IAF Ventures, an investment manager for limited partnerships in agriculture, has added to its IAF Ventures P.E. Ag portfolio with the acquisition of the forage assets of FSI Cube and Pellet through its IAF 30 Limited Partnership. Financial terms of the deal were not disclosed, however, it was noted in a company statement that the deal is a “multi-million dollar private transaction”.

Under its investment strategy, IAF aims to make agricultural investments through which it can leverage crop insurance and other U.S. Department of Agriculture (USDA) risk management programs to secure investment principal.

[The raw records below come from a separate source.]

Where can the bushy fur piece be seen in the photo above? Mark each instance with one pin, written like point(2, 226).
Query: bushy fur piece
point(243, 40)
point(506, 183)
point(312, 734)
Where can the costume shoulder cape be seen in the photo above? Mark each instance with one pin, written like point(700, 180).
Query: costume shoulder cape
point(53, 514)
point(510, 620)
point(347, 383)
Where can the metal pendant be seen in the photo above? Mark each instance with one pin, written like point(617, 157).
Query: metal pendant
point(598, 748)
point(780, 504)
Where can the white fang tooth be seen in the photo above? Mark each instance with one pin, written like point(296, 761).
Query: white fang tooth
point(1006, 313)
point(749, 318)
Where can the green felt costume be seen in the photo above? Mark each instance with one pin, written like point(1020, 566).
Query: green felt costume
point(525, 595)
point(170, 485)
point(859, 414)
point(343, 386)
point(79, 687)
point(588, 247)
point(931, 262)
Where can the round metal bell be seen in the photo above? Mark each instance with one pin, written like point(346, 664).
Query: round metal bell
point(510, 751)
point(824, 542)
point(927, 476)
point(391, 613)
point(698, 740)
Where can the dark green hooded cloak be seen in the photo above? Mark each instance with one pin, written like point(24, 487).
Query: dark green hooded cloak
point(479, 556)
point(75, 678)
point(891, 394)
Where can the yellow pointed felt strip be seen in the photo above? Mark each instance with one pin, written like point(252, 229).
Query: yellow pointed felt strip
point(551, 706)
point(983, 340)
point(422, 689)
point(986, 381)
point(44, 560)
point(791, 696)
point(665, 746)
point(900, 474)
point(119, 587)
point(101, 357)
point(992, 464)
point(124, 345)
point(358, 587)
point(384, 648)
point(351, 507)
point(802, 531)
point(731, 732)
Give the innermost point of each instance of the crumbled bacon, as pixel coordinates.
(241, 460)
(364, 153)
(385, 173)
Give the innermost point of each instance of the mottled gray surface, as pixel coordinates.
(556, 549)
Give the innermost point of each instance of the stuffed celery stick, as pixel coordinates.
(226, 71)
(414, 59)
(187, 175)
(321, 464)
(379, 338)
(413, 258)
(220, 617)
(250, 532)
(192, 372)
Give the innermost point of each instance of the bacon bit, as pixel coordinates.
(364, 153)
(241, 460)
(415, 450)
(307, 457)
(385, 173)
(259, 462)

“Forage is an agro-industrial segment ripe for technology improvements and business consolidation,” said Jon-Michael Nahon, Managing Partner at IAF Ventures LLC. “This acquisition will enable IAF Partnerships in general, and IAF 30 LP in particular, to integrate and develop synergies in its forage investments sector.”

The bulk of the acquired FSI assets will be integrated into Forage Global LLC – a newly formed company that will serve as a platform for the future operational expansion of FSI’s Stanfield, Arizona facility, and for the future acquisition of “thousands of acres of farmland in the Southwest including California, Arizona, and New Mexico,” according to IAF.

Other global players have made recent moves to make acquisitions and consolidations within the forage space.

In July of this year, Farmland Partners entered into an agreement to acquire 2,400 acres of land in Florida for $9.4 million with the goal of investing a further $6.5 million into the conversion of the current timber plantation into a row crop operation for the production of forage crops for the local dairy industry.

One month earlier, in June, Land O’Lakes announced it was strengthening its forage capabilities through an agreement to acquire agricultural biotech company Ceres Inc. in a deal valued at $17.5 million.

In response to downward economic conditions in the Brazilian ethanol space, last year, Ceres redirected its business away from ethanol and toward the production and commercialization of forage crops that offer improved yields, nutrition, and energy.

“Our shift away from bioenergy and Brazil and into forages has been highly successful to date, and is culminating now in this proposed merger transaction …,”said Richard Hamilton, chief executive officer and president, Ceres.